Snippets
End of year write-offs
As increasing interest rates have bitten and with industry sectors such as retail and construction not performing as strongly, some businesses are struggling. As the end of the financial year approaches, now is a good time to assess whether any of your accounts receivable need to be written off as ‘bad’. This is because, in order to claim a tax deduction, a bad debt needs to be physically written off as bad within the income year.
Whether an amount is “bad” was discussed by Inland Revenue in Public Ruling BR Pub 18/07. The factors to be considered include:
the time period the debt has been outstanding;
steps taken by the lender to recover/collect the debt;
knowledge of the debtor’s financial position;
status of the debtor, e.g. deceased, unreachable, or in receivership or liquidation; and
when the debt will become statute barred.
Inland Revenue noted that it is not necessary for a debtor to be insolvent or that legal proceedings be commenced to recover a debt, in order for it to be ‘bad’.
Evidence of what recovery action has been taken and why the debt is considered bad should be held in the event of review by Inland Revenue.
If GST has been paid on a sale that has subsequently been written off as bad, the GST paid on the sale should also be recoverable from Inland Revenue.
Paying tax on a sale for which you will not be paid is like pouring salt into a wound, and to be avoided where possible.
UK’s HMRC hit workers with big tax bills
The UK’s tax collection department (HMRC) has been sending letters to tens of thousands of taxpayers, demanding they pay large outstanding tax obligations. The letters have come as a surprise to many and have allegedly been linked to 10 suicides.
The issue has arisen out of the use of umbrella companies. Workers would have their salaries paid into the umbrella company, which would then lend the money to the worker, but it was not repaid. Such a structure was common in fields such as nursing and teaching, with there often being no choice but to get paid in this way. However, the scheme was not compliant with UK tax legislation, resulting in large underpayments of tax and national insurance over the years.

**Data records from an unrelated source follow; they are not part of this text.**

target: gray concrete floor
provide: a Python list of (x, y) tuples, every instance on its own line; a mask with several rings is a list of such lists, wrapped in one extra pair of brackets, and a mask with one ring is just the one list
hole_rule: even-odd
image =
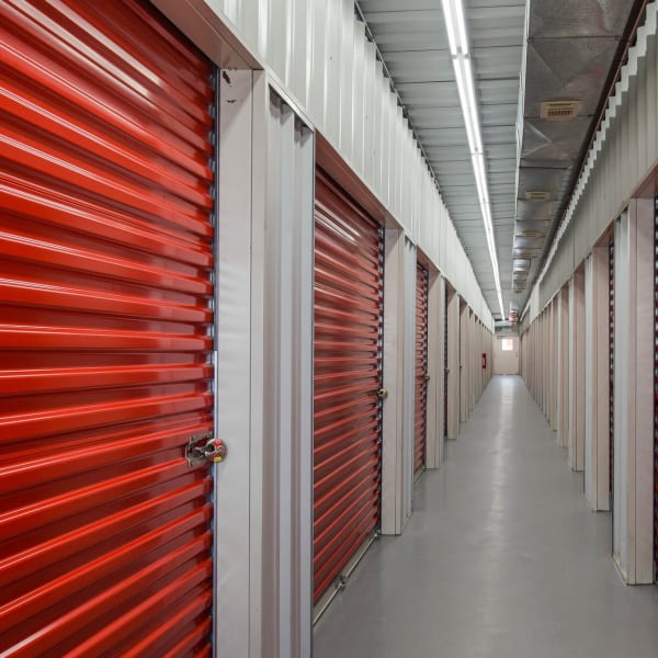
[(519, 377), (495, 377), (318, 622), (315, 658), (657, 658), (658, 587), (626, 587)]

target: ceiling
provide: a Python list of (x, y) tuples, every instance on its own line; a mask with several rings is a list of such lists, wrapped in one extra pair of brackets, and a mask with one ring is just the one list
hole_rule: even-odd
[[(568, 202), (633, 5), (530, 0), (521, 94), (526, 0), (464, 0), (506, 316), (524, 306)], [(441, 0), (360, 0), (358, 7), (500, 319)], [(575, 118), (541, 118), (541, 103), (556, 100), (580, 101)], [(526, 200), (537, 191), (548, 200)]]

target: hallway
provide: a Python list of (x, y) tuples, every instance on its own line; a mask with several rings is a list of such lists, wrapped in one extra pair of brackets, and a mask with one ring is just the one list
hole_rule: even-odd
[(626, 587), (520, 377), (495, 377), (319, 621), (315, 658), (655, 658), (658, 588)]

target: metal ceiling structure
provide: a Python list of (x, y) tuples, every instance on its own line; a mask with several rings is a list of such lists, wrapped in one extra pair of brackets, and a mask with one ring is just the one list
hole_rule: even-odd
[[(636, 4), (464, 0), (506, 315), (510, 307), (521, 309), (531, 292)], [(356, 5), (499, 320), (441, 0), (360, 0)], [(542, 103), (568, 100), (578, 101), (568, 121), (542, 118)]]

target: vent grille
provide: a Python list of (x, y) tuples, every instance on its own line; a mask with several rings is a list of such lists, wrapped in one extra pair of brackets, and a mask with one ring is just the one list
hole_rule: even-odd
[(533, 190), (532, 192), (525, 193), (527, 201), (548, 201), (551, 198), (551, 192), (543, 192), (540, 190)]
[(542, 103), (544, 121), (571, 121), (578, 114), (580, 101), (546, 101)]

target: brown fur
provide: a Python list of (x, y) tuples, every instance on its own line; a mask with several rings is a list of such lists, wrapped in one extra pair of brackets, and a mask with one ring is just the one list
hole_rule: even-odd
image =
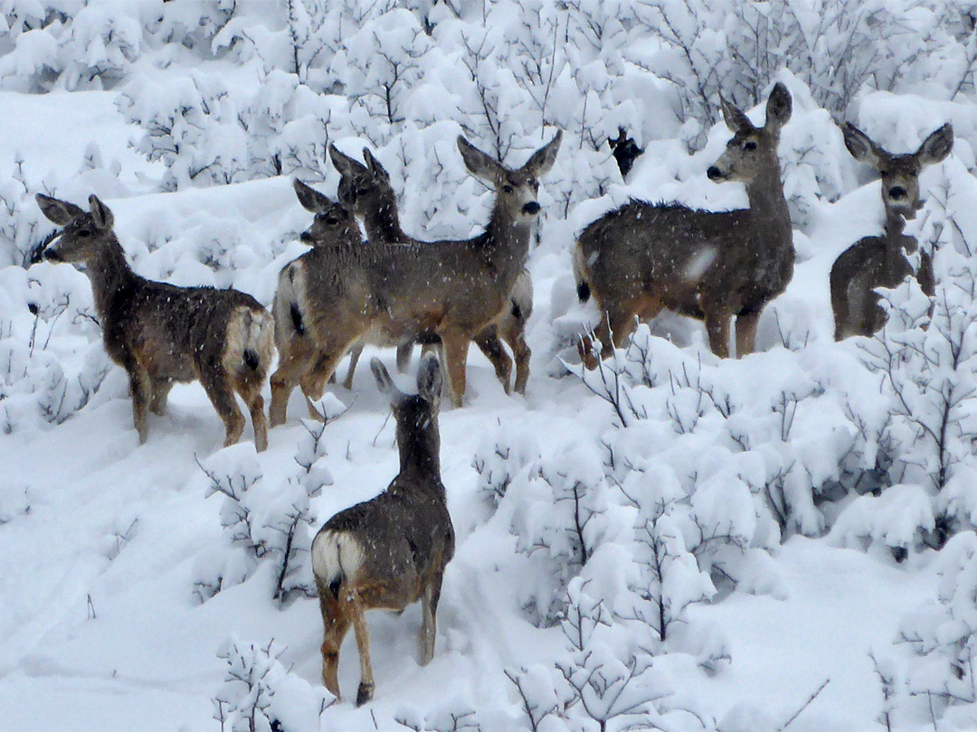
[[(631, 201), (577, 239), (577, 292), (584, 300), (592, 295), (601, 309), (595, 335), (604, 358), (630, 335), (635, 318), (649, 320), (661, 308), (704, 320), (709, 346), (723, 358), (736, 317), (737, 355), (750, 353), (760, 313), (790, 281), (792, 230), (777, 158), (790, 95), (782, 84), (774, 87), (761, 128), (725, 101), (722, 108), (735, 135), (708, 177), (745, 183), (748, 209), (708, 212)], [(596, 368), (590, 339), (580, 351), (586, 366)]]
[(136, 274), (112, 231), (113, 217), (96, 196), (90, 212), (37, 195), (44, 215), (60, 226), (44, 250), (52, 262), (84, 264), (106, 350), (129, 375), (133, 421), (140, 443), (147, 408), (163, 414), (175, 382), (199, 381), (227, 428), (225, 446), (240, 439), (251, 412), (255, 447), (268, 446), (262, 386), (272, 364), (271, 315), (250, 295), (211, 287), (176, 287)]
[[(492, 219), (481, 236), (423, 243), (390, 236), (355, 252), (330, 251), (318, 278), (333, 282), (322, 285), (310, 278), (310, 316), (319, 357), (302, 383), (307, 396), (321, 396), (336, 364), (363, 339), (398, 345), (438, 336), (451, 401), (461, 405), (468, 344), (502, 311), (523, 271), (530, 222), (538, 212), (538, 204), (526, 194), (531, 189), (534, 198), (535, 176), (552, 166), (559, 139), (558, 134), (517, 171), (458, 139), (470, 171), (511, 190), (496, 197)], [(342, 194), (340, 200), (346, 203)], [(366, 211), (365, 204), (357, 204), (358, 213)], [(273, 384), (274, 414), (282, 399), (287, 394)]]
[(338, 699), (339, 649), (353, 626), (360, 651), (358, 705), (373, 696), (366, 610), (400, 611), (420, 600), (419, 661), (428, 664), (445, 567), (454, 555), (454, 528), (441, 480), (438, 360), (430, 355), (422, 360), (415, 396), (399, 391), (377, 359), (370, 367), (391, 399), (401, 470), (379, 496), (326, 521), (312, 545), (322, 614), (322, 681)]
[(834, 340), (848, 336), (871, 336), (885, 325), (876, 287), (896, 287), (911, 274), (932, 297), (935, 291), (933, 264), (929, 253), (919, 254), (919, 270), (913, 270), (907, 254), (916, 251), (916, 240), (903, 233), (907, 219), (920, 208), (919, 174), (938, 163), (954, 146), (954, 129), (949, 124), (930, 135), (913, 153), (893, 155), (854, 125), (843, 130), (845, 145), (856, 160), (874, 166), (881, 174), (885, 233), (866, 236), (850, 246), (831, 265), (831, 310)]

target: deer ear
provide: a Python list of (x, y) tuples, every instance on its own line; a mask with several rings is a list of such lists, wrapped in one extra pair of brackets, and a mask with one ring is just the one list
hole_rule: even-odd
[(458, 151), (468, 172), (485, 181), (493, 183), (502, 175), (502, 166), (485, 154), (460, 135), (458, 136)]
[(743, 111), (726, 101), (725, 97), (719, 98), (719, 108), (723, 111), (723, 121), (730, 129), (730, 132), (740, 132), (740, 130), (755, 130), (753, 123), (749, 121)]
[(777, 134), (790, 119), (790, 112), (793, 111), (793, 100), (790, 99), (790, 92), (781, 82), (774, 84), (767, 98), (767, 121), (764, 125), (768, 132)]
[(41, 209), (41, 213), (44, 214), (45, 218), (59, 226), (66, 226), (77, 217), (85, 213), (73, 203), (46, 196), (43, 193), (35, 195), (34, 200), (37, 201), (37, 206)]
[(867, 163), (877, 168), (882, 160), (878, 145), (851, 122), (845, 122), (842, 132), (845, 136), (845, 147), (848, 148), (852, 157), (860, 163)]
[(560, 151), (560, 141), (563, 140), (563, 130), (556, 131), (556, 137), (532, 153), (523, 169), (531, 172), (538, 178), (550, 172), (556, 162), (556, 153)]
[(112, 216), (108, 207), (100, 201), (94, 193), (88, 197), (88, 205), (92, 210), (92, 221), (95, 223), (96, 228), (101, 228), (104, 231), (111, 229), (115, 223), (115, 217)]
[(292, 181), (292, 186), (295, 188), (295, 195), (298, 196), (299, 203), (306, 211), (312, 211), (316, 214), (324, 211), (332, 203), (314, 187), (306, 185), (297, 178)]
[(373, 357), (370, 359), (369, 368), (373, 372), (373, 378), (376, 379), (376, 387), (393, 403), (401, 395), (401, 390), (394, 384), (394, 380), (390, 378), (387, 367), (380, 363), (379, 358)]
[(925, 167), (944, 160), (952, 149), (954, 149), (954, 127), (948, 122), (923, 141), (919, 149), (915, 151), (915, 158), (919, 161), (919, 165)]
[(417, 393), (437, 407), (441, 402), (441, 364), (438, 363), (438, 356), (428, 353), (421, 360), (421, 366), (417, 370)]
[(336, 145), (331, 143), (329, 144), (329, 159), (332, 160), (332, 164), (336, 167), (336, 170), (344, 176), (366, 170), (366, 167), (362, 163), (354, 160), (349, 155), (344, 155)]
[(363, 147), (363, 160), (366, 161), (366, 169), (373, 174), (373, 178), (381, 181), (390, 181), (390, 174), (387, 173), (387, 169), (383, 167), (383, 164), (379, 160), (373, 157), (373, 153), (369, 151), (368, 147)]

Rather than go after the employers that set these schemes up, the HMRC is contacting individuals directly and placing the tax burden on them.
Is this something that could happen in New Zealand? Technically, the legislation does allow for it. The Income Tax Act 2007 provides that where PAYE is not withheld from an income payment, the employee is then liable to pay that tax. In reality, this is unlikely to happen because Inland Revenue would more likely pursue the employer.
However, if someone is being paid ‘gross’ it is better to ask the question and not consider it a ‘windfall gain’.